On things I care about I used U2F (Yubikey) which as a second factor is ideal. People trying to break into an account won't have my U2F device and fail. (I've seen them try this). Google's support of U2F devices sucks. Like really badly. But they seem to get that these things are safer than "passwords" that are reversible with rainbow tables. Now they are all about "passkeys" which they STORE ON YOUR DAMN COMPUTER OR PHONE.
Here is where I fall off the boat. If we learned EXACTLY ONE THING from the Crypto Coin world it was this, if you put something valuable on your computer or your phone, PEOPLE WILL WORK DILIGENTLY TO STEAL IT. Often in creative ways like otherwise silent drive by clickless exploits in browsers delivered by Ad Networks.

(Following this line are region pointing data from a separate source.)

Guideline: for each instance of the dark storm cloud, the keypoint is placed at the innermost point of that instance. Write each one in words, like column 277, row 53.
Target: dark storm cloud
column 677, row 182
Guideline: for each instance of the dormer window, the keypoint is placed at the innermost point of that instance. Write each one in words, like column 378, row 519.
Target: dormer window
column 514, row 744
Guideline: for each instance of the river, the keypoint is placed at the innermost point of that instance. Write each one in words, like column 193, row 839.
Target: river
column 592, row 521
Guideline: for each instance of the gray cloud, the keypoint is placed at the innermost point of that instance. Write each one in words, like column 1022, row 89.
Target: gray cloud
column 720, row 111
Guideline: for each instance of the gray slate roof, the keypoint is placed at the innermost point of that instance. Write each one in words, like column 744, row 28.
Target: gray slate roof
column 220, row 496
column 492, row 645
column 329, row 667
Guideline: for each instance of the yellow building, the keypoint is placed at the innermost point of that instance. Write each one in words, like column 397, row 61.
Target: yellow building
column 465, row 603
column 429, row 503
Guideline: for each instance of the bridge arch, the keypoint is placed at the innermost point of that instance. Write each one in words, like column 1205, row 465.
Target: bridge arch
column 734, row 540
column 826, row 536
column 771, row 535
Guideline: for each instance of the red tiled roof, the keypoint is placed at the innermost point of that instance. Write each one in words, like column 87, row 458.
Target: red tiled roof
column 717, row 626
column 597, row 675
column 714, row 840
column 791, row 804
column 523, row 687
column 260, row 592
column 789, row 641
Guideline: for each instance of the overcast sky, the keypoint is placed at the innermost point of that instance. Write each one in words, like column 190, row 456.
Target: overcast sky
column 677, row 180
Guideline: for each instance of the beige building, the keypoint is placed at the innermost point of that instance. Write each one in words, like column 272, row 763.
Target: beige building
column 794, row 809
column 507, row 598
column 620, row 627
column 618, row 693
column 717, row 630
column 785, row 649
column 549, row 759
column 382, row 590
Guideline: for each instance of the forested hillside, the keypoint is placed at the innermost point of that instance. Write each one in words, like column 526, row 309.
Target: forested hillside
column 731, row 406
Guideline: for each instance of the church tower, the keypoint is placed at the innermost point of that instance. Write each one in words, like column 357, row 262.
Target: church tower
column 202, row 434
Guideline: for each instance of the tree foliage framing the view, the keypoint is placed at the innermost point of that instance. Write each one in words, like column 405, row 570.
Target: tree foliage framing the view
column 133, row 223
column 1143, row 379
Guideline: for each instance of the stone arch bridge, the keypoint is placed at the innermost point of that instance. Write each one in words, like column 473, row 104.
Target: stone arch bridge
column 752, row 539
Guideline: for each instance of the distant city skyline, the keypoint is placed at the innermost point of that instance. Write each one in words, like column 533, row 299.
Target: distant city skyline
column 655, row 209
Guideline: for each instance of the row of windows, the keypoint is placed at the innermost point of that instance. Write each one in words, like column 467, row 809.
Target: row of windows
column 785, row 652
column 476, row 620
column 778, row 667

What part of "Good security is security where you don't get to run code on the device providing the security, ever." did they miss?
I am completely at a loss to explain this fail.
https://developer.apple.com/videos/play/wwdc2022/10092/
Most (not all, but most) of the criticisms I’ve seen of passkeys are a result of people making incorrect assumptions about the problems they were meant to solve.
For example, to solve password reuse, weak credentials, phishing, and credential theft from server breaches, you need easy to use, convenient WebAuthn credentials. The convenient part is that they are available on all your devices via secure (E2E encrypted) syncing.
The linked talk covers all of this in a lot more detail.